Updated 2/26/25
The Jewish Policemen’s Statements: In Holocaust and Genocide Studies, a new paper looks at the accounts of Jewish policemen. Their fraught positions Warsaw and Otwock Ghettos, and their omissions in their statements shine a new light on an underexamined Jewish role during the Holocaust. [12/2/25]
Place Making: In the Journal of Jewish Education, Michal Muszkat Barkan explores how Jewish and Palestinian teachers in a Jerusalem professional development program interpret place. [11/6/25]
Antisemitism & Public Health:
New research from the American Psychiatry Association finds Jewish participants exhibited significant increases in depression and anxiety following the October 7, 2023 attack. Report co-author Leah Hibel suggests a national public health response. [11/18/25]
Rainbow Connection: In Jewish Culture and History, Teresa Bernheimer explores how discussions of the rainbow traverse centuries and cross boundaries of language, genre, and religious tradition. [11/5/25]
Back in the USSR: A new article in Holocaust and Genocide Studies explores the wartime and postwar experiences of some of the Polish Jews who remained in one of the Soviet republics. [11/3/25]
Nu Narratives: The Journal of Modern Jewish Studies offers an analysis of Thane Rosenbaum’s novels Second Hand Smoke and The Golems of Gotham, second-generation Holocaust narratives that reframe the collective memory of the Holocaust to include its aftermath on the later generations. [10/20/25]
Underground Couriers: The East European Jewish Affairs posted a few new articles this month, including one on the role of the Kashariyot (female couriers) in Poland’s ghetto undergrounds during the Holocaust. [10/16/25]
Mapping the Holocaust: Two interesting mapping projects were published in Holocaust and Genocide Studies this month. “Expanding Holocaust Cartography: Memory Maps as Testimonies” focuses on maps of victims of the Treblinka death camp and the hand-drawn maps appearing in postwar memorial books to highlight maps’ ambiguous standing as archival sources, as well as the unique histories they communicate. “Mapping the Emotional Landscapes of the Holocaust: Visualizing Space and Place in Survivor Trajectories” explores experiments with more multifaceted mapping of Holocaust space and place to include the emotional dimensions of spatial experience. [10/10/25]
Renaissance Mensch: Jewish Culture and History published “Jacob Marcaria: A Jewish Printer in Renaissance Italy.” Marcaria was a member of the rabbinical court in Venice, a physician, a matchmaker, and an intellectual personality of the time. [10/6/25]
Assessing Assumptions: In the Journal of Jewish Education Esther S. Friedman examines a professional development initiative designed to help Tanakh teachers surface and reflect on their assumptions about students’ beliefs. [10/2/25]

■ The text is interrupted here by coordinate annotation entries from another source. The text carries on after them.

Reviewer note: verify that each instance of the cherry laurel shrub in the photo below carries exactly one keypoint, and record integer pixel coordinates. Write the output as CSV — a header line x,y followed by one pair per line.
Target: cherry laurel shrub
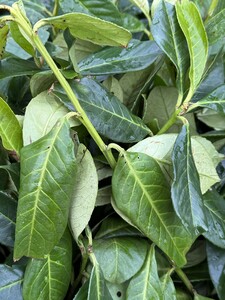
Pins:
x,y
112,126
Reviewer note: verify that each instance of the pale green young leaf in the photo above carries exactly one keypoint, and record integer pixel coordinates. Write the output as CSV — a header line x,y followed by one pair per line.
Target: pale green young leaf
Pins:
x,y
136,56
97,289
4,29
140,190
10,129
125,254
185,191
90,28
42,113
205,156
192,26
146,283
143,5
170,38
11,282
85,192
215,27
46,186
49,278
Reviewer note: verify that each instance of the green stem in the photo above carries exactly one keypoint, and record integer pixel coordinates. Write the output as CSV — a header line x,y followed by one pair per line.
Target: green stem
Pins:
x,y
170,122
65,85
185,280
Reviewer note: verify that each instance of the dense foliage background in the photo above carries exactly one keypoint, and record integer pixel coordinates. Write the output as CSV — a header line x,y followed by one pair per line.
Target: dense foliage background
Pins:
x,y
112,126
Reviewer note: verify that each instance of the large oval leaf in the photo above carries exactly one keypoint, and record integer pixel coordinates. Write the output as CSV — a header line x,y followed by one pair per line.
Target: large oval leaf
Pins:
x,y
125,254
146,284
192,26
49,278
142,194
137,56
46,185
170,38
90,28
11,282
42,113
85,191
215,214
108,115
8,207
10,129
186,192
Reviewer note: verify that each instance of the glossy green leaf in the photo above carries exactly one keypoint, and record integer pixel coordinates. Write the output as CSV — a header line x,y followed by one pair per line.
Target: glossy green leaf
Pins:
x,y
114,226
85,191
125,254
97,289
136,56
108,115
199,297
215,100
4,29
142,194
11,67
11,281
215,214
8,207
105,10
215,27
136,83
168,287
49,278
143,5
146,284
90,28
42,113
186,192
216,264
10,130
160,104
170,38
46,186
192,26
205,156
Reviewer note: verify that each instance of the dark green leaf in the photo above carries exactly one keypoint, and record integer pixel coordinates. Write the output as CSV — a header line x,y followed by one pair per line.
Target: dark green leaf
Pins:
x,y
216,263
215,214
11,281
146,284
11,67
137,56
116,227
47,177
10,129
142,195
186,192
105,10
192,26
108,115
215,27
215,100
8,207
4,29
90,28
49,278
97,286
170,38
125,254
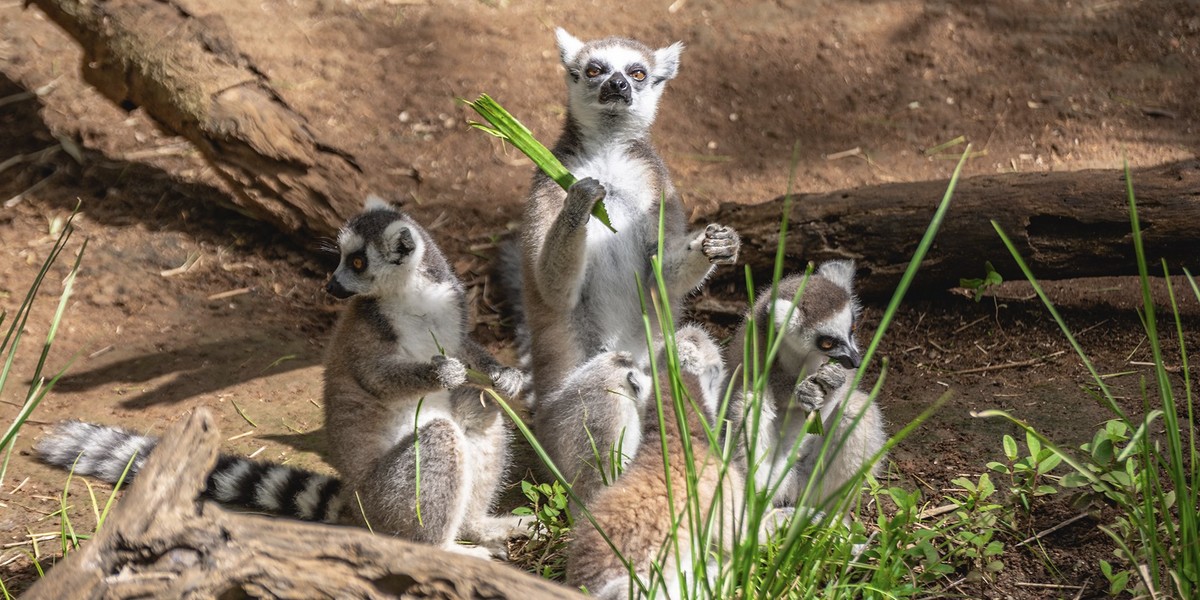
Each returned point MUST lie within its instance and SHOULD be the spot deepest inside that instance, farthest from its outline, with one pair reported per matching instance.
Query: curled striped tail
(103, 453)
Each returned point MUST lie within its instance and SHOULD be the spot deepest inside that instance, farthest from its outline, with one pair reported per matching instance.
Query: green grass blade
(505, 126)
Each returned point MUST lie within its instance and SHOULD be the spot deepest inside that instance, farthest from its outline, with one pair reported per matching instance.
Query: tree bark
(162, 541)
(1065, 225)
(186, 72)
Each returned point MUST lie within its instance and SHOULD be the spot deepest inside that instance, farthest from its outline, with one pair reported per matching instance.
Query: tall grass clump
(1151, 479)
(39, 385)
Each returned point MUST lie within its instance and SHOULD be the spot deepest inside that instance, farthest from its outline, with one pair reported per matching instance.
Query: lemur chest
(426, 319)
(633, 187)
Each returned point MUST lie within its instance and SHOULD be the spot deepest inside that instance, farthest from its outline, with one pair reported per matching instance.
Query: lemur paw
(720, 244)
(811, 393)
(581, 197)
(450, 372)
(508, 381)
(690, 346)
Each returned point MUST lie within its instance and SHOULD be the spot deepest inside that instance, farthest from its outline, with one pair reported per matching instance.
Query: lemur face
(616, 77)
(822, 325)
(377, 246)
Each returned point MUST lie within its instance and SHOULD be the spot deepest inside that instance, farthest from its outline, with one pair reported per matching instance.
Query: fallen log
(162, 541)
(186, 72)
(187, 75)
(1065, 225)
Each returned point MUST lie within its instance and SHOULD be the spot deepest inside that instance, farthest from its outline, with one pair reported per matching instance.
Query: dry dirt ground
(861, 89)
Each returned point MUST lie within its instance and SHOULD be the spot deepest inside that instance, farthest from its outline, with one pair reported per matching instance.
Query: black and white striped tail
(103, 451)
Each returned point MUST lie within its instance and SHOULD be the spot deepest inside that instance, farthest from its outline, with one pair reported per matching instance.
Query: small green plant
(972, 533)
(544, 553)
(1114, 467)
(918, 550)
(1027, 472)
(990, 280)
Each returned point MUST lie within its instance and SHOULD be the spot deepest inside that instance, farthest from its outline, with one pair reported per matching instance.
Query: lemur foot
(720, 244)
(814, 390)
(581, 197)
(450, 372)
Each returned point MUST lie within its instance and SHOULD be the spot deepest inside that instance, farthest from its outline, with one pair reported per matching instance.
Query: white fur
(269, 490)
(309, 498)
(227, 481)
(418, 312)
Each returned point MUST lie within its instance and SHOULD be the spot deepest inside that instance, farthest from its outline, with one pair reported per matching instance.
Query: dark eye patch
(358, 261)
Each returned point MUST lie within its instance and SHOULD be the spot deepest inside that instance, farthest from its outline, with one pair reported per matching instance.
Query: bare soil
(859, 93)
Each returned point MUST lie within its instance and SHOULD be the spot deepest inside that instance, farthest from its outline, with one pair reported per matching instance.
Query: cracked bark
(186, 72)
(1065, 225)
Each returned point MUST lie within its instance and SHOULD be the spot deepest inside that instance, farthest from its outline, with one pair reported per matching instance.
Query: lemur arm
(562, 255)
(390, 375)
(691, 258)
(508, 381)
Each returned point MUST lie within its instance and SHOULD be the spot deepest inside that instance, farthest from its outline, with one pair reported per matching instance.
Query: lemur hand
(581, 197)
(508, 381)
(719, 244)
(814, 390)
(450, 372)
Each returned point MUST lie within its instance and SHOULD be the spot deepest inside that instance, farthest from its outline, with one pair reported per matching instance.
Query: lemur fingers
(450, 372)
(811, 393)
(581, 197)
(508, 381)
(720, 244)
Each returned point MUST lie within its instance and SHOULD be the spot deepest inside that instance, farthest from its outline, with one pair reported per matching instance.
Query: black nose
(337, 291)
(616, 88)
(849, 360)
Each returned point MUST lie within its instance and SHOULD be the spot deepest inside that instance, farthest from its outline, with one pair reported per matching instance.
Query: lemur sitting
(580, 280)
(390, 396)
(640, 510)
(814, 371)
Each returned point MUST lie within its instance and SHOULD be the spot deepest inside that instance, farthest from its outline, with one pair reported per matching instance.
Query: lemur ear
(400, 241)
(568, 46)
(841, 273)
(666, 61)
(779, 313)
(376, 203)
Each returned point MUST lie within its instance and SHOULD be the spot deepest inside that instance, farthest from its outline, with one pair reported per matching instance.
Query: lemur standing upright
(393, 399)
(580, 280)
(814, 371)
(640, 511)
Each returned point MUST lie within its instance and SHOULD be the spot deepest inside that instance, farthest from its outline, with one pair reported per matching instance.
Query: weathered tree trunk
(162, 541)
(1065, 225)
(187, 75)
(186, 72)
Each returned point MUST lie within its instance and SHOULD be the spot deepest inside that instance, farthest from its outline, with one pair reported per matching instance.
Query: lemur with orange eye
(580, 281)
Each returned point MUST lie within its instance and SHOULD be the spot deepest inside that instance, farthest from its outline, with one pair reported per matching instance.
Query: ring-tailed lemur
(580, 280)
(813, 371)
(393, 399)
(592, 421)
(395, 394)
(637, 514)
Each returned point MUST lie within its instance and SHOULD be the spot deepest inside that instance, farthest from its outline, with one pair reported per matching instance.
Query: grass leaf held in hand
(504, 126)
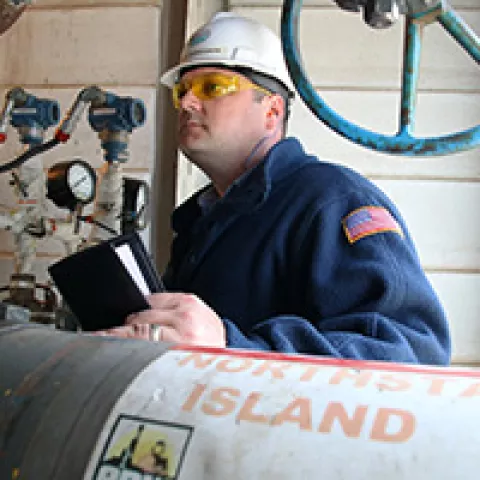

Blood Libel Histories: Through the work of Hungarian graphic artist János Major and its reception, this article in Eastern European Jewish Affairs explores the significance of a sexual element in blood libel histories through an examination of the prejudices connected to the Jewish male body and the ways Jewish topics were present or absent in socialist Hungary in the 1960s and 1970s. [9/17/25]
QR: The Summer Jewish Quarterly Review dropped with a heady mix of articles on Jewish male head coverings, Babylonian texts, and Yosef Hayim Yerushalmi’s Politics of Hope. [8/1/25]
Gender Dynamics: Also from Brandeis is a study, Gender Dynamics and Engagement in Jewish Life, exploring “disparities in Jewish religious and community engagement.” Turns out in most communities, Jewish women tend to be more involved in Jewish life, but this likely says more about “larger sociological factors” in America than it does about Judaism or Jewish life in America. [7/28/25]
Ideology in the Classroom: Brandeis researchers explore how faculty at US universities think about contentious political issues and how these issues are addressed in the classroom. The results run contrary to the notion that universities are bastions of far-left ideological indoctrination and faculty-driven antisemitism. [7/22/25]
Finances and College: Brandeis’ Cohen Center released Financial Insecurity and College Success Among Jewish Young Adults, finding that financial insecurity wasn’t a barrier to attending and graduating college, but it did adversely impact the quality of life of Jewish college students.